Rudy was recognized for his efforts to improve quality, safety, and accountability at the Sunset Park hospital since its merger with NYU Langone Health in 2016. During his tenure, he has successfully implemented a number of organizational changes in the areas of clinical care, education, and operations. Some of those changes include replacing outsourced emergency medicine physicians with full-time faculty; introducing an around-the-clock hospitalist service; launching new nursing quality initiatives; investing in robotic surgical equipment to offer more minimally invasive procedures; and reducing overall hospital wait-times by streamlining processes and improving the patient experience.
These systemic changes resulted in all-time improvements in key quality metrics while continuing the core mission of addressing the needs of the Brooklyn community. Rudy spearheaded efforts to expand the hospital’s capacity to perform complex surgeries, while simultaneously reducing the patient’s time spent in the hospital. Additionally, a critical measurement used by hospitals across the country has shown NYU Langone Hospital–Brooklyn is saving more lives: the mortality observed/expected index, an indicator of survivability from disease or injury, dropped from 1.16 in fall 2017 to below 0.5 in 2019, meaning the higher level of care at the hospital is resulting in many more lives saved.
Remarkably, all of this was done while maintaining financial sustainability thanks to the introduction of lean management protocols and process improvements. In Sunset Park—the highest Medicaid-concentrated community in the United States—the hospital has even been able to increase its charity care to $149 million in 2019.
“What we have accomplished at NYU Langone Hospital–Brooklyn could not have been possible without Dr. Rudy and his dedicated team that is laser-focused on making this healthcare facility second to none,” says Robert I. Grossman, MD, president and CEO of NYU Langone Health. “With the support of our entire network, including our ambulatory practices, Dr. Rudy has been able to build the borough’s leading hospital for quality and safety. We congratulate him on this prestigious recognition of his work.”
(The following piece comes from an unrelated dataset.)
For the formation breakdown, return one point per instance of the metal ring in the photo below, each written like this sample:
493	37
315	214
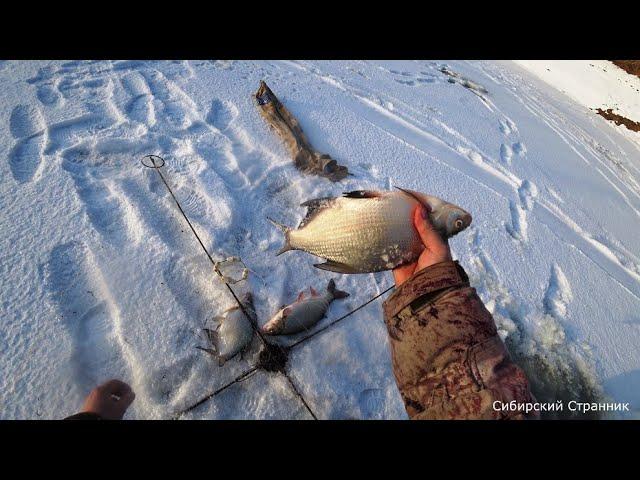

A board-certified pediatrician, Rudy began his medical career treating children and adolescents with HIV and AIDS in Philadelphia. He later became a national leader in HIV care and research for adolescents, serving on several National Institutes of Health-funded research networks including the White House Advisory Committee on Adolescents for the Office of National AIDS Policy. Prior to joining NYU Langone Hospital–Brooklyn, he served as vice chair in NYU Langone’s Department of Pediatrics where he continued his work in HIV care and research while overseeing a number of successful quality improvement efforts at the hospital’s main campus in Manhattan.
In accepting the award, Rudy made clear that the work to improve healthcare in Brooklyn is far from over.
“We will continue to make safety and quality the top priority as NYU Langone-Brooklyn continues to expand to provide more complex surgical and medical procedures to the community,” he says. “The future is very bright for healthcare in Brooklyn.”